Summary
==
This major version release brings several new features and API changes to improve usability, and accommodate demography-only analyses.
- Inference for demography and mush is now done with two independent methods: `kSFS.infer_eta` and `kSFS.infer_mush`. See [API docs](https://harrispopgen.github.io/mushi) for details.
- Inference of ancestral state misidentification rate, for both sample frequency and mutation type, obviates frequency masking, which has been removed.
- More interpretable model selection based on trend penalties. A user can supply as many trend penalties as they wish. A trend penalty of order k will encourage order k polynomial pieces in the solution (e.g. k=0 for piecewise constant). Trend penalties of different orders can be combined to get mixed trends.

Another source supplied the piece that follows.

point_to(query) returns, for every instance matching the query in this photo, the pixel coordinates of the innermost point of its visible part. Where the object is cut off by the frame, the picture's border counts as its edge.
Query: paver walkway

See [API docs](https://harrispopgen.github.io/mushi) on the the inference methods above for details.
- Simplified simulation notebook and updated Quickstart (see [docs](https://harrispopgen.github.io/mushi)).
Under the hood
---
- Rewrite of `mushi.optimization` module with abstraction and inheritance to avoid a lot of duplicated code. Added a trend filtering optimizer class based on the recursive ADMM of Ramdas and Tibshirani (this serves as the prox operator in the outer optimization routine when fitting demography or mush). I was able to get this running quite fast by caching Cholesky decompositions and using the fast prox-tv module for dual variable updates. I find that about 20 iterations of ADMM are plenty (although the default is 100).
- Consolidated SFS folding code into a function in the `utils` model
- Introduced a frequency misidentification operator and a mutation type misidentification operator to our model of the expected kSFS, and misidentification rate `r` that is a learned parameter for eta inference, and a vector of rates for MuSH inference.
- It is no longer necessary to specify the time grid for inference. If no grid is specified, a reasonable default grid is constructed based on the TMRCA under a constant history. To specify the grid, use the parameters `pts` and `ta` when running `kSFS.infer_eta()`.
- Dedicated loss function model `mushi.loss_functions`. Inference can be done using any loss function from this module.